A movimentação coincidiu com a eleição relâmpago para a presidência da Assembleia Legislativa do Rio (Alerj), que chegou a conduzir o deputado Douglas Ruas ao cargo por algumas horas. Parlamentares, sobretudo da oposição, relataram uma série de exonerações e mudanças administrativas interpretadas como retaliação a quem não apoiou o candidato alinhado ao governo.
O deputado Vitor Júnior, autor de uma das ações judiciais que resultaram na suspensão da votação na Alerj, criticou o uso da estrutura estatal como instrumento de pressão política. “Há uma corrida para assumir o controle da máquina do estado. A presidência da Alerj coloca o deputado na linha sucessória do governo, o que amplia esse poder. O que estamos vendo é o uso dessa estrutura para pressionar deputados e prefeitos”, afirmou.
Segundo ele, cargos em secretarias, autarquias e fundações passaram a ser utilizados como moeda de troca, com pressão também sobre prefeitos para influenciar votos de suas bancadas. Há relatos de que parlamentares que não aderiram ao grupo governista sofreram retaliações, inclusive com exonerações de indicados.
Em nota oficial, o governo do estado negou motivação política nas exonerações. A Casa Civil afirmou que os atos seguem “um fluxo administrativo rigoroso e padronizado” e estão alinhados às necessidades da gestão.

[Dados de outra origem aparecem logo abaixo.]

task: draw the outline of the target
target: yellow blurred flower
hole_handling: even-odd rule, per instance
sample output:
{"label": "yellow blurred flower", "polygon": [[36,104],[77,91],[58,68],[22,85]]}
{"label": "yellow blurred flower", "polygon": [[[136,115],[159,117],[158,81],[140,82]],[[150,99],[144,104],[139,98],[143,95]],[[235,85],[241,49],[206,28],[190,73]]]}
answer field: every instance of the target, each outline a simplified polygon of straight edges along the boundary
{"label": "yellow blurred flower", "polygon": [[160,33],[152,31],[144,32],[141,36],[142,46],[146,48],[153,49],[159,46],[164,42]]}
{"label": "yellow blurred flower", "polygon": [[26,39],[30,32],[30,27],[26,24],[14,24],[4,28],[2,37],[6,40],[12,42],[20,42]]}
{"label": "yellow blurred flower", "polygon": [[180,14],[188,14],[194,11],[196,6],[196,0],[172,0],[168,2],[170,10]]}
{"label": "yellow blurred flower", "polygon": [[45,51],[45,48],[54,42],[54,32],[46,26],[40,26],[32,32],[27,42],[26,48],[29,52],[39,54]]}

Na decisão que suspendeu o decreto, a desembargadora Cristina Gaulia ressaltou que a condução da política orçamentária integra o “núcleo essencial” das funções do governador e não pode ser delegada de forma ampla por ato infralegal.
“Tal cenário de transição recomenda especial prudência na apreciação de atos normativos que interfiram diretamente na gestão orçamentária, a fim de evitar prejuízos à coletividade”, afirmou.
Apesar da suspensão, relatos de bastidores indicam que deputados que se comprometeram a apoiar Douglas Ruas teriam sido contemplados com cargos em órgãos como o Detran-RJ e a Secretaria de Educação. Também há menções a reuniões políticas nas quais parlamentares teriam sido alertados sobre possíveis perdas de espaço no governo em caso de não adesão.
Diante das denúncias, partidos de esquerda, liderados pelo PDT, articulam novas ações judiciais para aprofundar as investigações e defender que a próxima eleição para a presidência da Alerj seja realizada com voto secreto, como forma de evitar retaliações.
Paralelamente, a própria Alerj promoveu uma reestruturação interna ao exonerar dezenas de assessores ligados a Rodrigo Bacellar. Ao todo, 34 cargos comissionados foram desligados por decisão do presidente em exercício, Guilherme Delaroli, em cumprimento à determinação da ministra Cármen Lúcia, que ordenou a execução imediata da perda de mandato do parlamentar.
A crise expõe um cenário de instabilidade institucional no Rio de Janeiro, em que disputas pelo controle político da máquina pública se intensificam em meio à transição de poder e à definição da sucessão no governo estadual.